Pensionati, sei milioni e mezzo con meno di mille euro al mese

Tre anziani seduti sulle panchine dei giardini pubblici a Napoli in una foto d'archivio.
Tre anziani seduti sulle panchine dei giardini pubblici a Napoli in una foto d'archivio. ANSA / CIRO FUSCO
Tre anziani seduti sulle panchine dei giardini pubblici a Napoli in una foto d'archivio. ANSA / CIRO FUSCO
Tre anziani seduti sulle panchine dei giardini pubblici a Napoli in una foto d’archivio. ANSA / CIRO FUSCO

ROMA. – Il popolo dei pensionati si riduce, a causa della stretta imposta dalla riforma Fornero, ma la spesa dedicata continua a salire, più di quattro miliardi in un anno, superando nel 2014 il 17% del Pil. Tutto si spiega con l’aumento dell’importo medio degli assegni, dovuto agli adeguamenti e al maggior peso delle uscite per vecchiaia, anche se c’è ancora una grossa fetta, il 40,3%, pari a 6,5 milioni di persone, che non riceve più di mille euro al mese.

Inoltre le ‘new entry’, ovvero coloro che hanno riscosso per la prima volta nel 2014, risultano in svantaggio rispetto a quanti sono arrivati prima, con una penalizzazione che supera i 3 mila euro. Fa da contraltare la cerchia di 13 mila ‘fortunati’ con assegni sopra i 10 mila euro.

A fare il punto su pensioni e pensionati è l’Istat, sulla scorta dell’indagine condotta con l’Inps. Un’analisi che conferma le tendenze già osservate, tra cui l’aumento dell’età media dei ritirati per vecchiaia, in rialzo di più di un anno dal 2012 (da 61,6 a 62,8). Un altro effetto della riforma Fornero è la riduzione dei pensionati, la barriera all’uscita ha determinato un calo di 400 mila unità in tre anni. C’è poi una spinta demografica, tanto che uno su quattro risulta over80.

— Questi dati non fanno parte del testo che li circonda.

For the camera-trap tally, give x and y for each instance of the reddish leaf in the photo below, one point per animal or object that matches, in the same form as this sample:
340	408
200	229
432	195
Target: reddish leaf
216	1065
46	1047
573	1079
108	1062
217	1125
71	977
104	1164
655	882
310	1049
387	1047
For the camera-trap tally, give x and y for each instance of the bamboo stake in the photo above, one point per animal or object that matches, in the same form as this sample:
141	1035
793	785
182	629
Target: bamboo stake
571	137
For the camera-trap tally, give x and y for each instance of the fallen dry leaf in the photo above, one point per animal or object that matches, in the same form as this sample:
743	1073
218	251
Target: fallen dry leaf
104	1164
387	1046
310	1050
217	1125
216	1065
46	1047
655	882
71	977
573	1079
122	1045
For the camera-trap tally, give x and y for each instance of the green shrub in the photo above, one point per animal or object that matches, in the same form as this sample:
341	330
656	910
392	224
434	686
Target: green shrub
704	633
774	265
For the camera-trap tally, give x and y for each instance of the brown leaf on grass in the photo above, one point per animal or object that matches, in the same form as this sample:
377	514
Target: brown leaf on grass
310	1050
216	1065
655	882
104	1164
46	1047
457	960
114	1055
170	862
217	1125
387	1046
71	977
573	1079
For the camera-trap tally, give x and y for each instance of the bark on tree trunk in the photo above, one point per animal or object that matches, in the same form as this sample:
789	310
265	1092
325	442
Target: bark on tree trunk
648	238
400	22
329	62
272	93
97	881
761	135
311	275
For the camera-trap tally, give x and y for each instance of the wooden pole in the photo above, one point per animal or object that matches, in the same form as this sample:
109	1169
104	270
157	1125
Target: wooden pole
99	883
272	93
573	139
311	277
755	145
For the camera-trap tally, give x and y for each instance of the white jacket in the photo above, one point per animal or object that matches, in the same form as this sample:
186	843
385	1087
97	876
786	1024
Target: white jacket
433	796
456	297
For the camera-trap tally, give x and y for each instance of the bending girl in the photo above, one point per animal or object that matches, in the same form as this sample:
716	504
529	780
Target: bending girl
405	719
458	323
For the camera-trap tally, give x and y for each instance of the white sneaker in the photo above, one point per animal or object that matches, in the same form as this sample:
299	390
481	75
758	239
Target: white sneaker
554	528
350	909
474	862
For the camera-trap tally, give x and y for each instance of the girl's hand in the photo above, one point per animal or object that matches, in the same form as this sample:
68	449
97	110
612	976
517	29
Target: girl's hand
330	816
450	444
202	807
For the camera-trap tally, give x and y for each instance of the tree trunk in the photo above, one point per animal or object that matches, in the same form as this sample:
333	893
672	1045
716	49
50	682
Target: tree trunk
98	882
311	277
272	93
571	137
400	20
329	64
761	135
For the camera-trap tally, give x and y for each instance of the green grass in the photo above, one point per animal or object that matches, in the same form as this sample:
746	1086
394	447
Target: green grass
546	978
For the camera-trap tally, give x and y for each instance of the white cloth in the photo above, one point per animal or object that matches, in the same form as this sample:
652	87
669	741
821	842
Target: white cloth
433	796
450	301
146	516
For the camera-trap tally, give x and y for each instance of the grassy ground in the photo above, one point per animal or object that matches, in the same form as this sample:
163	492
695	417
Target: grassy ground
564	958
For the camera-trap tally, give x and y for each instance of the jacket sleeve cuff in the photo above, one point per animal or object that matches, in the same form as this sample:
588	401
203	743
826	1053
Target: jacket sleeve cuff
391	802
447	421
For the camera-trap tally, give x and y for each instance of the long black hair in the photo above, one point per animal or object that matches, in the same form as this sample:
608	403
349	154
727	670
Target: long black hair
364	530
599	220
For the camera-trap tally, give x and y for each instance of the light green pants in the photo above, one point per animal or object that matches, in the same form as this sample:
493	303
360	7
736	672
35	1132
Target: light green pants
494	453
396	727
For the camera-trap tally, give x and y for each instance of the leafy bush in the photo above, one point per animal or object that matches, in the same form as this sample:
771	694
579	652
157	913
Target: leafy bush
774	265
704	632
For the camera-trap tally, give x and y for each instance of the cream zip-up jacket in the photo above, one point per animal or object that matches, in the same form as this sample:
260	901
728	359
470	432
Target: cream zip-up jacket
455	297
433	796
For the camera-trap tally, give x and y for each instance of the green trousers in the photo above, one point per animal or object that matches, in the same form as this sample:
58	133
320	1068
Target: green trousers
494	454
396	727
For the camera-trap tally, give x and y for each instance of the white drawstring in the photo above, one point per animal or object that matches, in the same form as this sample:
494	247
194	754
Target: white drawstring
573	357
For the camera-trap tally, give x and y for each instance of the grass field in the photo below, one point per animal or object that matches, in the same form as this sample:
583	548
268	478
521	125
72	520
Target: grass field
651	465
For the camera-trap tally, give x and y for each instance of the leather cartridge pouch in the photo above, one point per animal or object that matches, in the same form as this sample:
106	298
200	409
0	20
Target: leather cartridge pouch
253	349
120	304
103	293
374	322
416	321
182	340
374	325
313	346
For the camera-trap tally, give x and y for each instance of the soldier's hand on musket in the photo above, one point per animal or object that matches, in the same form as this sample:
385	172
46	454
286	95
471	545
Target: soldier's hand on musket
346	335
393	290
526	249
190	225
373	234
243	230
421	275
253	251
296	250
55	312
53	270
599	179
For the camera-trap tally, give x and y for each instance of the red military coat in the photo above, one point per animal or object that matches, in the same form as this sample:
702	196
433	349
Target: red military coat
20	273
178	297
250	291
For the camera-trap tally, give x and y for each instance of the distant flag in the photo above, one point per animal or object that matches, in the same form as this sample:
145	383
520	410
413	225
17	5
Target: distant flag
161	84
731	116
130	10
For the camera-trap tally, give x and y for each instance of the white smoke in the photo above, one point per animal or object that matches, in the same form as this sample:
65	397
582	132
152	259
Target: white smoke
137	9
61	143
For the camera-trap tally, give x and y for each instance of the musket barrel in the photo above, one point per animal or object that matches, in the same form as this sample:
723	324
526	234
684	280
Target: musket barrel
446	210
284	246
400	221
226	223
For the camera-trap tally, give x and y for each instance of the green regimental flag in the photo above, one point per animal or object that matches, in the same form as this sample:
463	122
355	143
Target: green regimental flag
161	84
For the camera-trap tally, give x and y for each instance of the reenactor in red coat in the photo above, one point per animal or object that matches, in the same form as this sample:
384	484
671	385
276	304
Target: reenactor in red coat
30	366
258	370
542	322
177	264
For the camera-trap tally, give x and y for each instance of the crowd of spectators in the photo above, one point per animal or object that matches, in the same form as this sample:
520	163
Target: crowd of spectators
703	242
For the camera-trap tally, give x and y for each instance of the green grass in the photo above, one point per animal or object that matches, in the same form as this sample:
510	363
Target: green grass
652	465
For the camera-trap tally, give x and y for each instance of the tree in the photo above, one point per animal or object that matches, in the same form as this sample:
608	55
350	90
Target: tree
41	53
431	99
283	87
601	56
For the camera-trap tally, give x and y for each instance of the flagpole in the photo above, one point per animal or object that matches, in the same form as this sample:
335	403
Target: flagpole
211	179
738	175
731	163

Colpisce soprattutto il rapporto tra pensionati e occupati: ogni 100 persone a lavoro ce ne sono 71 a riposo. E tra le donne è un testa a testa. I divari tra pensionati rimangono quindi aperti, con il ‘gap’ più evidente che si ritrova tra la classe più povera, sotto i 500 euro, che conta 2 milioni di persone, e il gruppo dei 230 mila più ricchi, i cui importi oltrepassano i 5 mila euro mensili, la soglia indicata anche dalla proposta ‘redistributiva’ del presidente dell’Inps, Tito Boeri.

Lo scarto suscita le reazioni dei sindacati, con Cgil, Cisl e Uil che chiedono con un intervento a sostegno dei redditi bassi. Non solo i pensionati non sono tutti uguali, ma anche le pensioni variano: oltre a quelle di vecchiaia, che fanno la parte da leone, ci sono anche quelle ai superstiti, la reversibilità, che spesso rappresentano un doppio assegno: è così per il 25%, circa 4 milioni di italiani. Il sopraggiungere della reversibilità spiega anche tanto, fanno presente dall’Istat, della distanza tra i nuovi e i vecchi.

Quanto alle divergenze tra Nord e Sud, se è vero che oltre la metà della spesa per pensioni va all’Italia settentrionale non si può trascurare che è proprio lì che si concentra l’occupazione e quindi gli ex lavoratori, mentre nel Mezzogiorno si registrano tassi più alti di assegni assistenziali, tra pensioni sociali e di invalidità civile.